No alle nomine dei dg

Si blinda poi contro l'eventuale - ma ormai tramontata - nomina da parte delle Regione di direttori generali alla guida delle aziende sanitarie e ospedaliere. Sempre all'articolo 7 dispone: "I direttori generali degli enti del  servizio sanitario della regione Calabria,  nonchè ogni  ulteriore organo ordinario o straordinario, comunque denominato, preposto ad aziende o enti del servizio sanitario regionale, eventualmente nominati  dalla  medesima Regione successivamente  al 3 novembre 2020, cessano dalle loro funzioni dalla data di entrata in vigore del presente decreto".

 

Restano i commissari

Restano in sella, invece, i commissari straordinari nominati dal Governo a seguito dell'approvazione del precedente decreto Calabria: "Fino alla nomina dei commissari straordinari sono esercitati i poteri dei commissari straordinari,  già  nominati ai sensi dell'articolo 3 del decreto-legge 30 aprile  2019, n. 35, in carica alla data del 3 novembre 2020". Nessun'altra modifica è stata introdotta.

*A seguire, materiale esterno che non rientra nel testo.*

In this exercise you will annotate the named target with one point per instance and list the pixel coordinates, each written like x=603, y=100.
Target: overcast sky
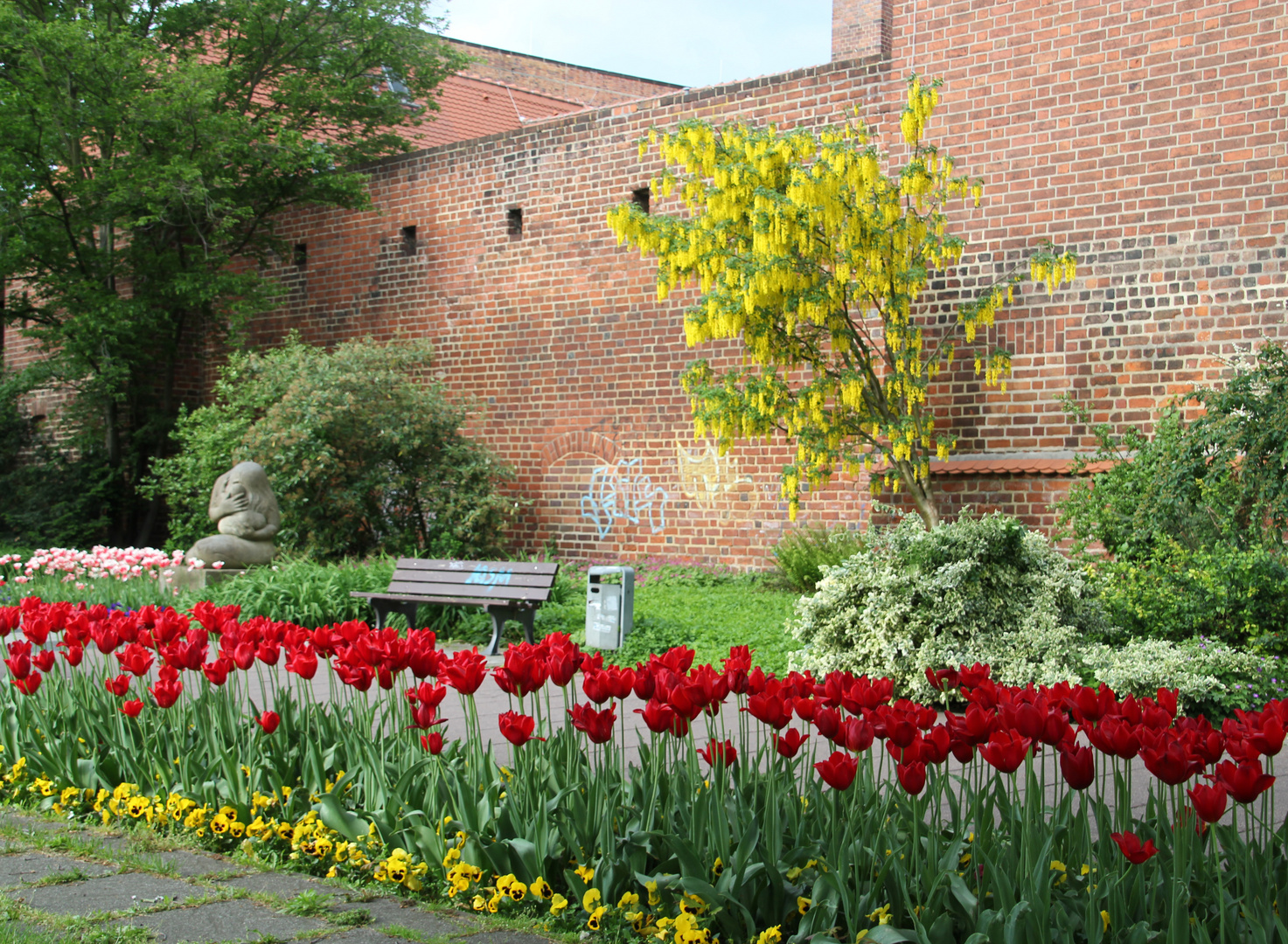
x=681, y=41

I sindaci calabresi, però, promettono battaglia e puntano ad emendare il decreto in fase di conversione in legge, come hanno annunciato stasera

 

Elezioni regionali

Lo stesso decreto contiene anche le disposizioni per il rinnovo degli organi elettivi della Calabria: "Limitatamente all'anno 2020, considerato il quadro epidemiologico complessivamente e diffusamente grave su tutto il territorio nazionale a causa dell'evolversi della situazione epidemiologica e al carattere particolarmente diffusivo del contagio, le elezioni degli organi elettivi delle regioni a statuto ordinario, anche già scaduti, o per i quali entro il 31 dicembre 2020 si verificano le condizioni che ne rendono  necessario il rinnovo, hanno luogo non prima di novanta giorni e non oltre i centocinquanta giorni successivi, o nella domenica compresa nei sei giorni ulteriori, alle circostanze che rendono necessario il rinnovo".

In altre parole in Calabria si potrà votare tra il 10 febbraio e il 15 aprile.